Use cases
- Speaker verification — confirming whether two audio clips contain the same voice
- Speaker embedding extraction for downstream clustering in diarization systems
- Speaker identification in known-speaker enrollment scenarios
- Audio segment comparison for voice similarity scoring
- Component in pyannote speaker diarization pipeline
Pros
- Large Margin training improves speaker discriminability over standard training
- VoxCeleb training provides broad multilingual speaker coverage
- CC-BY-4.0 license for commercial use with attribution
- Integrates directly with pyannote speaker diarization pipeline
Cons
- No pipeline_tag — requires pyannote or custom code for inference
- Performance degrades on non-speech audio and noisy recordings
- Channel mismatch between VoxCeleb (YouTube) and other microphone types can reduce accuracy
- Does not identify who a speaker is without an enrollment database
- Speaker embedding quality depends on audio quality and segment length
FAQ
What is wespeaker-voxceleb-resnet34-LM used for?

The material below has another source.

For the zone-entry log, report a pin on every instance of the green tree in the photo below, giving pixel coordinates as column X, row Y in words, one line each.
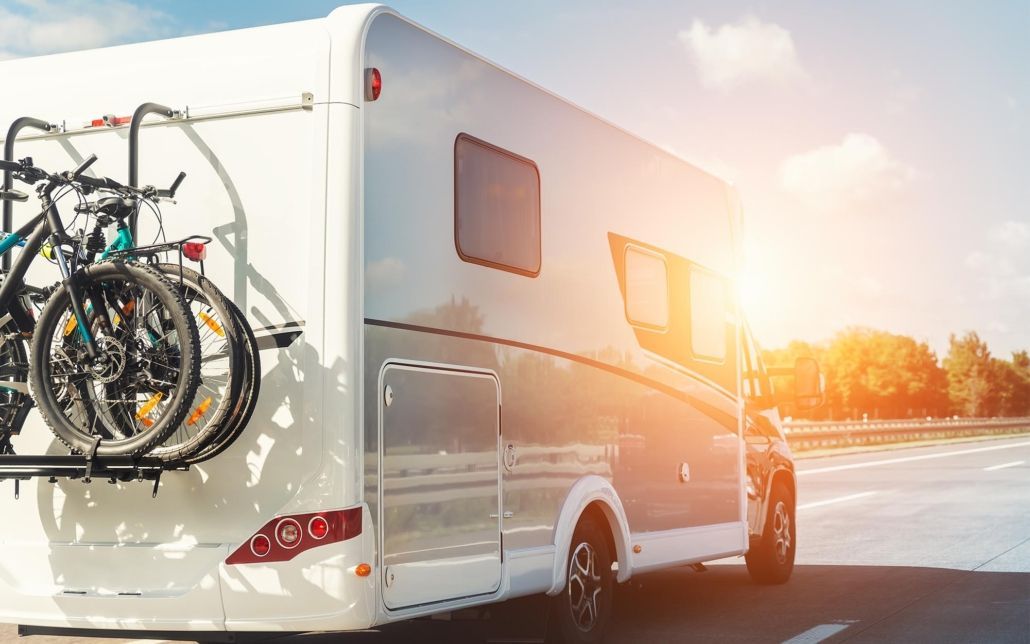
column 972, row 376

Speaker verification — confirming whether two audio clips contain the same voice. Speaker embedding extraction for downstream clustering in diarization systems. Speaker identification in known-speaker enrollment scenarios. Audio segment comparison for voice similarity scoring. Component in pyannote speaker diarization pipeline.
Is wespeaker-voxceleb-resnet34-LM free to use?
wespeaker-voxceleb-resnet34-LM is an open-source model published on HuggingFace. License terms vary by model — check the model card for the specific license.
How do I run wespeaker-voxceleb-resnet34-LM locally?
Most HuggingFace models can be loaded with transformers or the appropriate framework library. See the model card for framework-specific instructions and hardware requirements.